Bijvoorbeeld, het huidige beleid van Amazon Mechanical Turk staat requesters (diegenen die de opdrachten geven) toe om het werk van een annotator zonder verantwoording af te wijzen*:

‘[E]en grote meerderheid van crowdworkers (94%) heeft werk dat is afgewezen of waarvoor ze niet zijn betaald. Toch behouden requesters alle rechten over de gegevens die ze ontvangen, ongeacht of ze het werk al dan niet accepteren; Roberts (2016) beschrijft dit systeem als een systeem dat “loonsoevereigniteit mogelijk maakt”.

‘Bovendien is het afwijzen van werk en het inhouden van loon pijnlijk omdat afwijzingen vaak worden veroorzaakt door onduidelijke instructies en het ontbreken van zinvolle feedbackkanalen; veel crowdworkers melden dat slechte communicatie hun werk negatief beïnvloedt.’

De auteurs bevelen aan dat onderzoekers die gebruikmaken van uitbesteedde diensten om datasets te ontwikkelen, moeten overwegen hoe een crowdwork-platform zijn werknemers behandelt. Ze merken verder op dat in de Verenigde Staten, crowdworkers zijn geclassificeerd als ‘zelfstandige ondernemers’, met het werk dus ongereguleerd, en niet wordt gedekt door het minimumloon zoals voorgeschreven door de Fair Labor Standards Act.

Context Maakt uit

Het rapport bekritiseert ook het gebruik van ad hoc wereldwijde arbeid voor annotatietaken, zonder rekening te houden met de achtergrond van de annotator.

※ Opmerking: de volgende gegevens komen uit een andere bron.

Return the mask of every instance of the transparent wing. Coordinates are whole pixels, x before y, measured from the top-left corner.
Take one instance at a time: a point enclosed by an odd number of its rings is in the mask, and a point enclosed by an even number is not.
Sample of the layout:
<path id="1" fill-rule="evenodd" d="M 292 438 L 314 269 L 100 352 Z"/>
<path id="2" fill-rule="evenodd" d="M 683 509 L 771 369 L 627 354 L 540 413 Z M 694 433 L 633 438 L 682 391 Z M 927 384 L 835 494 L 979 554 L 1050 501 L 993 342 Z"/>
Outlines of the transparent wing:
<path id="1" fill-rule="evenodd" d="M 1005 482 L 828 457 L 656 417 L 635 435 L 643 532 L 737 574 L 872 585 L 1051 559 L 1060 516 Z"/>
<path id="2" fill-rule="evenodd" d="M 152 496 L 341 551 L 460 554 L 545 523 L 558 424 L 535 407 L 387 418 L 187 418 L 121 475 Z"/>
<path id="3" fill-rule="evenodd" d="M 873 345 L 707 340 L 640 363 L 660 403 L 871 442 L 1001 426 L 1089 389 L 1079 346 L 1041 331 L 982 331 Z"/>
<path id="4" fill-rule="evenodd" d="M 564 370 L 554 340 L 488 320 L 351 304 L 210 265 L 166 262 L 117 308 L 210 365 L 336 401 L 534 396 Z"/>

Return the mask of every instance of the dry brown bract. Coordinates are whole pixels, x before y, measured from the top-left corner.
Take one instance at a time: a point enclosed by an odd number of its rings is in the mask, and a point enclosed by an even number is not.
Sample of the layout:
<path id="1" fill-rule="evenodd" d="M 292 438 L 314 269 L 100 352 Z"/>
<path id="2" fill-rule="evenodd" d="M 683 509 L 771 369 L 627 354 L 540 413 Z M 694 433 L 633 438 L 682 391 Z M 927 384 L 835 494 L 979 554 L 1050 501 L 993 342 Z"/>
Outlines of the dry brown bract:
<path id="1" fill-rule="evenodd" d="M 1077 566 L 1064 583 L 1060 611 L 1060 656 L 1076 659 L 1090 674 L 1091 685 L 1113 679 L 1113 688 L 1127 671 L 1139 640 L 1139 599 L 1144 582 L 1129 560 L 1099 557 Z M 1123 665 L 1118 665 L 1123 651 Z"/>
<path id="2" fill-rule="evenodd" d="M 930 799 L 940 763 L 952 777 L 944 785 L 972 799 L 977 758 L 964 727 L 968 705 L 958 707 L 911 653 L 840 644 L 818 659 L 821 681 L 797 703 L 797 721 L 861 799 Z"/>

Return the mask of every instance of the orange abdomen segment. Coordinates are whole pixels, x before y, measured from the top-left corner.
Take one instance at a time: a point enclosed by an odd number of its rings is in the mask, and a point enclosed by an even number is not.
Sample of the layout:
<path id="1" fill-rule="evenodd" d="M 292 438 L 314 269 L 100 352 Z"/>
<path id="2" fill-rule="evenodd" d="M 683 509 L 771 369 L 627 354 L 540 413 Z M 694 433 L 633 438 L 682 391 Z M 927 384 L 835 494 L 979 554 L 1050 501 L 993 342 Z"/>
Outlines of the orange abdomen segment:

Waar het budget het toelaat, is het gebruikelijk voor onderzoekers die gebruikmaken van AMT en soortgelijke crowdwork-platforms om dezelfde taak aan vier annotators te geven en zich te houden aan ‘meerderheidsregel’ voor de resultaten.

Contextuele ervaring, betoogt het rapport, wordt opvallend ondergewaardeerd. Bijvoorbeeld, als een taakvraag met betrekking tot seksisme willekeurig wordt verdeeld tussen drie instemmende mannen van 18-57 jaar en één afwijkende vrouw van 29 jaar, wint de mening van de mannen, behalve in de relatief zeldzame gevallen waarin onderzoekers aandacht besteden aan de kwalificaties van hun annotators.

Evenzo, als een vraag over bendegedrag in Chicago wordt verdeeld tussen een plattelandsvrouw uit de VS van 36 jaar, een mannelijke inwoner van Chicago van 42 jaar en twee annotators uit respectievelijk Bangalore en Denemarken, heeft de persoon die waarschijnlijk het meest door het probleem wordt getroffen (de man uit Chicago) slechts een kwart aandeel in de uitkomst, in een standaard uitbestedingsconfiguratie.

De onderzoekers stellen:

‘[De] notie van “één waarheid” in crowdsourcing-antwoorden is een mythe; meningsverschillen tussen annotators, die vaak als negatief worden beschouwd, kunnen eigenlijk een waardevol signaal geven. Ten tweede, aangezien veel crowdsourced annotator-pools sociodemografisch scheef zijn, zijn er implicaties voor welke bevolkingsgroepen worden weergegeven in datasets, evenals welke bevolkingsgroepen worden geconfronteerd met de uitdagingen van [crowdwork].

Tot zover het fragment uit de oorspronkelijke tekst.